Pegabug opened the hatch, and one by one they descended a steep set of stairs that lead deep below tracks 2 and 3. The power, thankfully, was on, and the bunker was lit by dim, 1930s lights on the ceiling. She wasn’t claustrophobic, but with every step she became more and more aware of the distance underground, the surroundings of concrete. Built to withstand an air raid, with only one exit.
And their Cataclysm couldn’t be counted on.
She stopped abruptly, as the next level finally came into view with a thick, airtight door ahead. The bunker was moderately sized, and broken up into little, concrete rooms. It would be difficult to bring many more of the team with them. “Are we strong enough? Just you and me? Should we get more of the Kwamis, first?”
“I can Second Chance and you can Voyage.”
“I don’t have my yo-yo and you have a lyre.”
Viperion chuckled. “Let’s see what we can do, and retreat if we need to. If we come in with a lot of firepower Chat might take it the wrong way.”
Pegabug looked up to him, even taller than usual on a step above. “Can you tell me anything more?”
He turned serious, sad. “No.”
“Okay.”
She had absolute confidence in him; as both Viperion and as Luka, she knew no one more trustworthy.
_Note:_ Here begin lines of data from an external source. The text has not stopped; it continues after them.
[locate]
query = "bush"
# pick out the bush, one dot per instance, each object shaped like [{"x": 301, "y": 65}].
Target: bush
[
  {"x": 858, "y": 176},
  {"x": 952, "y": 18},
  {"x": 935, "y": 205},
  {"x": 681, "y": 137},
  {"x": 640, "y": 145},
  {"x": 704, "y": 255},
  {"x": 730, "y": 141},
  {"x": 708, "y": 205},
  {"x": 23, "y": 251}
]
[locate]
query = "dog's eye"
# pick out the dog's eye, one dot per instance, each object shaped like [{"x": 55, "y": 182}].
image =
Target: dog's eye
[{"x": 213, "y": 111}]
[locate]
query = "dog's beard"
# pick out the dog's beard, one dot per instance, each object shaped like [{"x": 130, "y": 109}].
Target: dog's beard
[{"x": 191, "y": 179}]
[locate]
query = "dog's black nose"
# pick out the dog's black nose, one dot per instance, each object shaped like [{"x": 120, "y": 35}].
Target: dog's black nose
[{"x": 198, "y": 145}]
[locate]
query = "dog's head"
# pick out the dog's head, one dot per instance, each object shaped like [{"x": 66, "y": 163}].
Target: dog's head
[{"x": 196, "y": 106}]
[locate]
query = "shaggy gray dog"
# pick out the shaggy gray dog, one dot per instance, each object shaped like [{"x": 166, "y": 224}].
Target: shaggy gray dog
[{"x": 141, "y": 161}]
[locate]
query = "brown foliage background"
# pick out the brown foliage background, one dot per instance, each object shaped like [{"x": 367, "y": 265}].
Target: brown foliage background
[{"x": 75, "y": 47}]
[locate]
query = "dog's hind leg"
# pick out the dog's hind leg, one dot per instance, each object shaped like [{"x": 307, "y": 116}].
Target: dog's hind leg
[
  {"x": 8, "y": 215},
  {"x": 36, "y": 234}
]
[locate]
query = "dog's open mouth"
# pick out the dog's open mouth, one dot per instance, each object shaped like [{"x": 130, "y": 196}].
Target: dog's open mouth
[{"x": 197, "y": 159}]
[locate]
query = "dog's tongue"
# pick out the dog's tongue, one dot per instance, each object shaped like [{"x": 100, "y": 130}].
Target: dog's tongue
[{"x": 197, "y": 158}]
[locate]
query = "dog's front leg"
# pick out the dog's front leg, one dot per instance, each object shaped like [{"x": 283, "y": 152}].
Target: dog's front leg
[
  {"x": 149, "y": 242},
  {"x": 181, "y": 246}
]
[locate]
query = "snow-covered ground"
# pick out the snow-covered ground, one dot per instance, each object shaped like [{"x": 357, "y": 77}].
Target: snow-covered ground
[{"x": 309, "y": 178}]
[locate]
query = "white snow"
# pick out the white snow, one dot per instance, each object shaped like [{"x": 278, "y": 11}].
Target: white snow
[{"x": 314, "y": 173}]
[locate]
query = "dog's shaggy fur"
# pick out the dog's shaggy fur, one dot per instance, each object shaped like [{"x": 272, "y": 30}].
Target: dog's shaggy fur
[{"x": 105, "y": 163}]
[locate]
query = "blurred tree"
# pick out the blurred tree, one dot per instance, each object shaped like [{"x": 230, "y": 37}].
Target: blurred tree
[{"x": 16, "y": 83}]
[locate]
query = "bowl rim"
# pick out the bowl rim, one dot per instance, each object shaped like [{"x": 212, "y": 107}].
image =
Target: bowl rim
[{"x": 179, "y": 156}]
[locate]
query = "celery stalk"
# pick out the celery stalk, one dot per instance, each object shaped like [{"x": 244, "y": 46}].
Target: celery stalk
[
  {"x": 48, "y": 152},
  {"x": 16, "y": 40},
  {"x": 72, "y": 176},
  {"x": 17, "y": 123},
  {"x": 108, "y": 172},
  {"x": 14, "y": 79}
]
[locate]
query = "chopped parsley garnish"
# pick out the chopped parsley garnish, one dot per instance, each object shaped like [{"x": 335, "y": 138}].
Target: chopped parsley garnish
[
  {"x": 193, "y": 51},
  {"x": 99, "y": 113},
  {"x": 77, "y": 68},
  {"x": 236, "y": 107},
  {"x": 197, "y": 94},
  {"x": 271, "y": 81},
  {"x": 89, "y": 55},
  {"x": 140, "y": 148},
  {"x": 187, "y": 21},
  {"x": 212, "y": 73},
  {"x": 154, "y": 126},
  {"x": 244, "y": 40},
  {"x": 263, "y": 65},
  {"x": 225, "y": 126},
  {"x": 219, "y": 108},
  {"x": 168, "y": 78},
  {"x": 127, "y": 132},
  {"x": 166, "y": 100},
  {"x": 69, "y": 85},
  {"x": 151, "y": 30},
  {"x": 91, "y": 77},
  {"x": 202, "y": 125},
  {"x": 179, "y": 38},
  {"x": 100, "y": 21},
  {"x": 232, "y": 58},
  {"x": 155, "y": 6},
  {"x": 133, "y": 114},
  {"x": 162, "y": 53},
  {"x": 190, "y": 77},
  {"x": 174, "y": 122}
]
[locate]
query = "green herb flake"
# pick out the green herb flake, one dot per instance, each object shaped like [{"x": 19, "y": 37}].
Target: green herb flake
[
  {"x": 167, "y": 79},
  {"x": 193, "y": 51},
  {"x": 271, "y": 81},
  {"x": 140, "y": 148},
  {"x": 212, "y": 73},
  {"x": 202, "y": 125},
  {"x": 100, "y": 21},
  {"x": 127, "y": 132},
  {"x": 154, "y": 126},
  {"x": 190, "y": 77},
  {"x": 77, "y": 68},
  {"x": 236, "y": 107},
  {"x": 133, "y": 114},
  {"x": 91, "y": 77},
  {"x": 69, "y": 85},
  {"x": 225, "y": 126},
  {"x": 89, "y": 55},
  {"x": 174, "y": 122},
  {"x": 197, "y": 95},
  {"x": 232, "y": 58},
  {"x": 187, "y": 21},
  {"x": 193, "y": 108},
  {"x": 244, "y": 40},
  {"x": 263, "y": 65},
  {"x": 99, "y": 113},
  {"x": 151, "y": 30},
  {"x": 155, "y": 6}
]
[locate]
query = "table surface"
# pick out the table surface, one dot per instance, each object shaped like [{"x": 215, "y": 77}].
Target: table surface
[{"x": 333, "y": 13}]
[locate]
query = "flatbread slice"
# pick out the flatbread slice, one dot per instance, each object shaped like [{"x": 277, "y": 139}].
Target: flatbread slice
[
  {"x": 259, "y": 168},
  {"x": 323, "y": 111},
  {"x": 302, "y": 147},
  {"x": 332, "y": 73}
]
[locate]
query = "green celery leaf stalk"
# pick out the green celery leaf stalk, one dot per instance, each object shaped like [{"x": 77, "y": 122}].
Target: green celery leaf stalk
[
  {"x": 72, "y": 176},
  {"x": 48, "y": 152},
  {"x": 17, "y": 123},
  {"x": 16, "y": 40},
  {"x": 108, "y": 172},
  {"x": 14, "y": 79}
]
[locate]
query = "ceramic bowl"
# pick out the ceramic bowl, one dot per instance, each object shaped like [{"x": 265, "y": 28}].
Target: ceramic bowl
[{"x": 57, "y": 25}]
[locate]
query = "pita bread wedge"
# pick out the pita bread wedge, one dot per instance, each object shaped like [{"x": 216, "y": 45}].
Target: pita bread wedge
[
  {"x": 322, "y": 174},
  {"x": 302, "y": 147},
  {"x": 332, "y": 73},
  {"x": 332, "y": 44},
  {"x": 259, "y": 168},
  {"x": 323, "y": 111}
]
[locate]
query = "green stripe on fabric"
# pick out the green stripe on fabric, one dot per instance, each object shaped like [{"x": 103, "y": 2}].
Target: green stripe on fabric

He was the keeper of a million secrets and vision far beyond his years. Even if she was scared and felt more unprepared the closer they got, she would listen to him.
But her brief hesitation was enough for Viperion. “Let’s switch places.”
Pegabug scowled.
“You don’t have you yo-yo and I have a lyre,” he echoed with a cheeky grin that reminded her of Chat Noir, fangs and all.
“I’m scared,” she abruptly admitted, and Viperion softened.
“I know.” His voice was soothing, as was a hand on her arm.
“For Chat. Whatever’s going on with him, in this. I’m scared that Hawkmoth is behind there and he has him and my yo-yo as well.”
“I know. We’ll get it and we’ll get him. We will, Ladybug.”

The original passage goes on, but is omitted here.